On Sunday, September 23, 2018 I was having a nice sandwich lunch near Lake Tahoe, back on the California side (no slot machines)”, around 2 PM PDT, when suddenly my iPhone was filled with Twitter messages from Tim Pool (and others) over how Mythcon V had been delayed at the Pabst Theater in Milwaukee, WI (maybe 1800 miles away from me at the moment) because of bomb threats.  (Now, the Milwaukee Brewers are in the baseball playoffs, yes.) 

Then there was a volley tweets to the effect that the extremely confrontational and combative far Left knows it is dying and is getting desperate. I didn’t learn that the panel had gone on for a couple more days, before I flew home.

I guess it’s gotten worse this past week during the Kavanaugh hearings. 
But here is the one hour “film” of “Mythcon V”, the panel discussion “Are Social Media Outlets Replacing Mainstream Media?”. David Smalley moderated. The panelists were Steven Knight (“Godless Spellchecker”), Claire Knight (from Australia, “Quillette”), Jeremy Hambley (YouTube channel, “The Quartering”), and Tim Pool, formerly with Vice News and Fusion, now running his own Timcast channel on YouTube.   The session took place around 10:30 AM CDT on Saturday, September 22.


The biggest theme recurring through the one hour is the way the organized Left is prodding mainstream companies to hit back, by deplatforming at least the most objectionable content providers – namely (for now) Alex Jones.  (Frankly, I think Jones only made David Hogg more powerful by calling him a space alien.)  Some attention was paid to the power of credit card companies to shut down platforms.

So there seems to be a real power struggle, at least in my view. Pool pointed out that local news legacy media can no longer afford to hire court reporters to investigate corruption, and the competition with new media does not always work in the public interest.  The panel did mention the channeling by social media of sometimes false content into echo chambers, as a major problem, but did not give that aspect the attention I would have expected.  Claire and Pool noted that major newspapers no longer make their profits entirely from news operations, but use real estate to bolster the bottom line of their often holding companies to satisfy fiduciary responsibilities.



But new media does need to support itself (and this could get into campaign finance and issue advocacy law, as I have been discussing recently in other blog posts) and there is some shift from ads (and “clickbait”) to paywalls and simply using crowd funding. 

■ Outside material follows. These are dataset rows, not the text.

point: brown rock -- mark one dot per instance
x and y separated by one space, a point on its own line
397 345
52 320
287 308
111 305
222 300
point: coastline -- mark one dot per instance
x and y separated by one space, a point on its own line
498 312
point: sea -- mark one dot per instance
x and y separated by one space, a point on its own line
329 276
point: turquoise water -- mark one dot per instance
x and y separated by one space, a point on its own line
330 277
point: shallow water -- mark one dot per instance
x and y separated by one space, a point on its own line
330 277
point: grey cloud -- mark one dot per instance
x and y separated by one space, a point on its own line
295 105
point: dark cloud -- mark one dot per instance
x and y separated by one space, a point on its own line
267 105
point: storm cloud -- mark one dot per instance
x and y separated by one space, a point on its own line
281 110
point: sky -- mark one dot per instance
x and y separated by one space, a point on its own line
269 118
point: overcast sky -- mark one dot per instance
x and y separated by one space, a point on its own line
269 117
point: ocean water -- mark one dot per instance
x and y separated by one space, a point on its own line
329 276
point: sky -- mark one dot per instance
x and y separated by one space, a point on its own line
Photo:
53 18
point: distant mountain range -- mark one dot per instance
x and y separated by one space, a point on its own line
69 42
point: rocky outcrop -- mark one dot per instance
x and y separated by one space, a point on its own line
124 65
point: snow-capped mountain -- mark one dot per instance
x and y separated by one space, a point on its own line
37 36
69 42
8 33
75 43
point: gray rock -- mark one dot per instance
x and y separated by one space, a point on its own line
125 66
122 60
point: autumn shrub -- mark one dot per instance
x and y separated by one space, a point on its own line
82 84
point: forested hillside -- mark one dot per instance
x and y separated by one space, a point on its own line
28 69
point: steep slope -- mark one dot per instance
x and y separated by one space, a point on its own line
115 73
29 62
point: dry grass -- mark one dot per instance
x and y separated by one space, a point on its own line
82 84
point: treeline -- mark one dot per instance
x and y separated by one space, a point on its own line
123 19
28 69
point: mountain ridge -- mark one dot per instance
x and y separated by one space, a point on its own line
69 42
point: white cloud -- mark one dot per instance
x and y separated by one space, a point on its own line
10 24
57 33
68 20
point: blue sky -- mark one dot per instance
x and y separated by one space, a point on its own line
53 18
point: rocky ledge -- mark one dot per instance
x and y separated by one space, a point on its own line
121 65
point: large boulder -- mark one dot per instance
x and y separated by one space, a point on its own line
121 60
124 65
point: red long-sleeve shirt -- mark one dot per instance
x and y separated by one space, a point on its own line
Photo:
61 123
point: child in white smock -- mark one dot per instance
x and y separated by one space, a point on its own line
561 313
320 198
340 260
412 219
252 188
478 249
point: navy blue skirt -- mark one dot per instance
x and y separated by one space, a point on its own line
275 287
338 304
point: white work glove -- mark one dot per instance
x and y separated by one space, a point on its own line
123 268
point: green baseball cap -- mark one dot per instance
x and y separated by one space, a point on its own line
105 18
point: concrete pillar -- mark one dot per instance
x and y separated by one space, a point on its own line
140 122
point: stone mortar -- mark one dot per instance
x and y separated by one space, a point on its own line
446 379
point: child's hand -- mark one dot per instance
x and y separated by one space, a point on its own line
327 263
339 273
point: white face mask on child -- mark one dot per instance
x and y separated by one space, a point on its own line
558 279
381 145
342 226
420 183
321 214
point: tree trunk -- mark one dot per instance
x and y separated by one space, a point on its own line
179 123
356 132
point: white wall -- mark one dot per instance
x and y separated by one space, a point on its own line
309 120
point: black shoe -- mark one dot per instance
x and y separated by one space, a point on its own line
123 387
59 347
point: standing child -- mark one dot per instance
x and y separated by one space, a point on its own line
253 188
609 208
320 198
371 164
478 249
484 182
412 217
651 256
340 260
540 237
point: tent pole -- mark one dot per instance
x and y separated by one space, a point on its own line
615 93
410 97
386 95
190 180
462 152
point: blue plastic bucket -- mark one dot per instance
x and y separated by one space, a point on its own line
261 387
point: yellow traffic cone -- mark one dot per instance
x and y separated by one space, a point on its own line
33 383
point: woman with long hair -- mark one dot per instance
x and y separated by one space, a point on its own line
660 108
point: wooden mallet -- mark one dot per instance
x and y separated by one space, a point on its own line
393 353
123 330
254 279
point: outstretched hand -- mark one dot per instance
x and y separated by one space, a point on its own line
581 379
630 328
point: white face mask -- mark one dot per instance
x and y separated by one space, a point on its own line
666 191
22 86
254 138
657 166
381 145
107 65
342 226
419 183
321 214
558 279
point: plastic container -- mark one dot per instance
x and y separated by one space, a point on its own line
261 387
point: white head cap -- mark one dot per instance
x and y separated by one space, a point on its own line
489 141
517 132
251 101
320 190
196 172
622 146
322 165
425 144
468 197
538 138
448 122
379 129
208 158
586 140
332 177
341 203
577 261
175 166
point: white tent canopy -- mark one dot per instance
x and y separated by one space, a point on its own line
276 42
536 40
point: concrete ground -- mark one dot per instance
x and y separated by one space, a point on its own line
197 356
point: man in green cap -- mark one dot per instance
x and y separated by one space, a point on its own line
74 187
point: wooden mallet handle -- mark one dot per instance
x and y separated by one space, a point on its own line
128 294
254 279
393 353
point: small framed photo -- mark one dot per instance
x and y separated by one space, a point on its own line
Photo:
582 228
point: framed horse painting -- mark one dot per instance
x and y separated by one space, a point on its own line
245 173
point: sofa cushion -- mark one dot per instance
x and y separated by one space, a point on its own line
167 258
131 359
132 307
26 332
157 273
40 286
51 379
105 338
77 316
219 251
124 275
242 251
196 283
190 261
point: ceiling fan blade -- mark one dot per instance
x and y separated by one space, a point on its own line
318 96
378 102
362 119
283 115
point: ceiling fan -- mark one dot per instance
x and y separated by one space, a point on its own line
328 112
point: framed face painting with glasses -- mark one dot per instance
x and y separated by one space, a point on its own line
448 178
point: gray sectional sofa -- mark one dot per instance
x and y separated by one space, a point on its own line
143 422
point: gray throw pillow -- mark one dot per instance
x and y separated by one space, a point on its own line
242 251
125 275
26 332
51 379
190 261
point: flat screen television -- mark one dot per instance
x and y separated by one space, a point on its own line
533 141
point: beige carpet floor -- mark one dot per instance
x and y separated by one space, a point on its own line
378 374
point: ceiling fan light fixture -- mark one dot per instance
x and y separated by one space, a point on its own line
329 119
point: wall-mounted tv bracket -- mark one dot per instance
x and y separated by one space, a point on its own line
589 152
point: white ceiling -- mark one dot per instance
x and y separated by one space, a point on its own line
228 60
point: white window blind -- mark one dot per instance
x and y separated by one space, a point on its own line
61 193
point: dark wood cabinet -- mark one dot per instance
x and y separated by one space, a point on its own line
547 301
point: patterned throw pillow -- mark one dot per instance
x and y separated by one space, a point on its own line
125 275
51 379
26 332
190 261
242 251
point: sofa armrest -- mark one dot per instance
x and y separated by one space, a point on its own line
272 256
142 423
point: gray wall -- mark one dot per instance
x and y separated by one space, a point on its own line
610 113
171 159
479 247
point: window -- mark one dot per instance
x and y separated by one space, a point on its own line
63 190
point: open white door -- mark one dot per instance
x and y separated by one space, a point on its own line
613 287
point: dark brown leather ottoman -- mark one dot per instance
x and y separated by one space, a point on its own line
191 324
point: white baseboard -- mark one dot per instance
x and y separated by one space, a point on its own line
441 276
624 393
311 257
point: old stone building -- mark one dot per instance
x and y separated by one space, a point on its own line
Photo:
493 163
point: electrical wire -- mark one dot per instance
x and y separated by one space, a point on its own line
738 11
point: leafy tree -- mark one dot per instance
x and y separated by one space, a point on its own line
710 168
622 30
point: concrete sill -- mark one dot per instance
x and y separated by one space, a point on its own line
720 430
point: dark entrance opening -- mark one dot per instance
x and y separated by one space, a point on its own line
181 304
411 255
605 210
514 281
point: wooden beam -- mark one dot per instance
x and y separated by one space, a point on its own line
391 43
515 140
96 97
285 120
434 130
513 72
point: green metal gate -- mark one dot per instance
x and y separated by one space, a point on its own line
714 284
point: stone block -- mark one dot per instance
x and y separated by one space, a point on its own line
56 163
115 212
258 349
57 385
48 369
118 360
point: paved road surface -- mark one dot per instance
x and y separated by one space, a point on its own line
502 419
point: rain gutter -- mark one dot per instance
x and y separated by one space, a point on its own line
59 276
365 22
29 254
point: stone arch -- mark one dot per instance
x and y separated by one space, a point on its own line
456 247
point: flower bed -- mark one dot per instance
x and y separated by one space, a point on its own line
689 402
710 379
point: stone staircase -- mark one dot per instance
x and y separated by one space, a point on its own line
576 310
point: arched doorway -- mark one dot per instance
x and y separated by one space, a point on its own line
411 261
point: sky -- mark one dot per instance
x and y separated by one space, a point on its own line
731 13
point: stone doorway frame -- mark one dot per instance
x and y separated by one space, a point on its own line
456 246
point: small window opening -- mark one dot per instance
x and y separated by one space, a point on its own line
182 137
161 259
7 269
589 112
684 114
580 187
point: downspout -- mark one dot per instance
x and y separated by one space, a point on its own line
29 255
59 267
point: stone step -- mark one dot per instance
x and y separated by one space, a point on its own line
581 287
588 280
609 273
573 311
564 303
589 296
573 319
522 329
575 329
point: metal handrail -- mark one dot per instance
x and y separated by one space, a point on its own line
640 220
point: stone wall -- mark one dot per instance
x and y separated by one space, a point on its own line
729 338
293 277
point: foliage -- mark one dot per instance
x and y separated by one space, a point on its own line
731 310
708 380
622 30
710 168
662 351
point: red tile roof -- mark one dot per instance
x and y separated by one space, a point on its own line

Quillette made somewhat on an impression on me, with respect particularly to science reporting and expanding on the bureaucratic limitations of legacy media – not only on climate change (suddenly a big story in major media today on a dire new IPCC and Global Carbon Project report) but possibly less reported issues like power grid security.  I may share my own work on this with Quillette soon, based on the potential interest Claire showed in the panel.

The panel also discussed the proposedInternet Bill of Rights”, as Kara Swisher recently outlined in the New York Times here.   But on an international level it breaks down.  It’s more than just the US First Amendment (Pool said that the First Amendment incorporate five different rights – they’re not all exactly the same thing). Everyone was aghast at Google’s capitulation to get business in China. 
  
There was a fleeting reference to the recent controversy in Europe over the Digital Common Market and Copyright Directive (Articles 11 and 13) without specific mention by name.  These could have more effect even on US new media than they realize now.  There was also a reference (without name) to the proposed new decentralized Internet architecture (“SOLID”) proposed by Tim Berners-Lee and being developed at M.I.T. in Cambridge, MA.